Sulfation is considered the most prevalent post-translational modification (PTM) on tyrosine; however, its importance is frequently undervalued due to difficulties in direct and unambiguous determination from phosphorylation. Here we present a sequence-independent strategy to directly map and quantify the tyrosine sulfation states in universal native peptides using an engineered protein nanopore. Molecular dynamics simulations and nanopore mutations reveal specific interactions between tyrosine sulfation and the engineered nanopore, dominating identification across diverse peptide sequences. We show a nanopore framework to discover tyrosine sulfation in unknown peptide fragments digested from a native protein and determine the sequence of the sulfated fragment based on current blockade enhancement induced by sulfation. Moreover, our method allows direct observation of peptide sulfation in ultra-low abundance, down to 1%, and distinguishes it from isobaric phosphorylation. This sequence-independent strategy suggests the potential of nanopore to explore specific PTMs in real-life samples and at the omics level.
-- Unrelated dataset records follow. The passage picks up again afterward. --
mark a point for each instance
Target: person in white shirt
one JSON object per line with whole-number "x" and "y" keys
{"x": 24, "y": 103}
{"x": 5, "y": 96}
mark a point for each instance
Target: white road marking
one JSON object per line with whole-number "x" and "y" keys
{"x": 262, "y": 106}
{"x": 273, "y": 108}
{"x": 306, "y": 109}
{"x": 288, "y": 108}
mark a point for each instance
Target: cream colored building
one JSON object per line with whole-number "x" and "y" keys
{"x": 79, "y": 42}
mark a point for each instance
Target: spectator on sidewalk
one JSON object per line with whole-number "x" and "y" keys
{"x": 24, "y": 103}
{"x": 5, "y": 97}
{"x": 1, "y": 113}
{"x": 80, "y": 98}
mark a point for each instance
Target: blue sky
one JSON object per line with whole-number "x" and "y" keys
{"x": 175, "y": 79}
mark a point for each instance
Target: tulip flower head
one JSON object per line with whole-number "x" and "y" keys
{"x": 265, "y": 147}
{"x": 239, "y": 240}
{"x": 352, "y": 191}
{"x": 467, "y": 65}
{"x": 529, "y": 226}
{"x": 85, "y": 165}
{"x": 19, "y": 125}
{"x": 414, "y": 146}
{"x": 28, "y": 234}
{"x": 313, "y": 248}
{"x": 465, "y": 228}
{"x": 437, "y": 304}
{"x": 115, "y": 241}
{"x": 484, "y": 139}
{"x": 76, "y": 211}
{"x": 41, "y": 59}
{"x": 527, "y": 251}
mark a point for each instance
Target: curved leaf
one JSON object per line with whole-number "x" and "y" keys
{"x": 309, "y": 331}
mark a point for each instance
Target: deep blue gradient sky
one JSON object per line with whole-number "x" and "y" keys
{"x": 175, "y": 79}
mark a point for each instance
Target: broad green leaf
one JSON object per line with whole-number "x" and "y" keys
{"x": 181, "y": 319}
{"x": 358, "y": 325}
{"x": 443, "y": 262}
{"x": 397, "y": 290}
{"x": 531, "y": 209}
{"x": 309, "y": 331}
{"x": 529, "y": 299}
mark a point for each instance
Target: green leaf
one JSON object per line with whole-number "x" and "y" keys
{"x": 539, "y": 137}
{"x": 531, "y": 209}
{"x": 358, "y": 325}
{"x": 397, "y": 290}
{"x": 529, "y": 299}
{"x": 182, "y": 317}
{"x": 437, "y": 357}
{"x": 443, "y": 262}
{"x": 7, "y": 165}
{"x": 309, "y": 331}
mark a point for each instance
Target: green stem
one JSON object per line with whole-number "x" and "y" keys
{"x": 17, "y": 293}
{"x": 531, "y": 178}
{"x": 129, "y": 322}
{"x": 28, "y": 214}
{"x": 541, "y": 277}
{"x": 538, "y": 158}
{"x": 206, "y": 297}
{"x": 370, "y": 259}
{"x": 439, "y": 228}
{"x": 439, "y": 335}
硫酸化被认为是最常见的酪氨酸翻译后修饰 (PTM)；然而，由于直接和明确地测定磷酸化存在困难，其重要性经常被低估。在这里，我们提出了一种独立于序列的策略，使用工程蛋白纳米孔直接绘制和量化通用天然肽中的酪氨酸硫酸化状态。分子动力学模拟和纳米孔突变揭示了酪氨酸硫酸化和工程纳米孔之间的特定相互作用，主导了不同肽序列的识别。我们展示了一个纳米孔框架，用于发现从天然蛋白质消化的未知肽片段中的酪氨酸硫酸化，并根据硫酸化诱导的电流阻断增强确定硫酸化片段的序列。此外，我们的方法可以直接观察超低丰度（低至 1%）的肽硫酸化，并将其与同量异位磷酸化区分开来。这种与序列无关的策略表明纳米孔在现实样品和组学水平上探索特定 PTM 的潜力。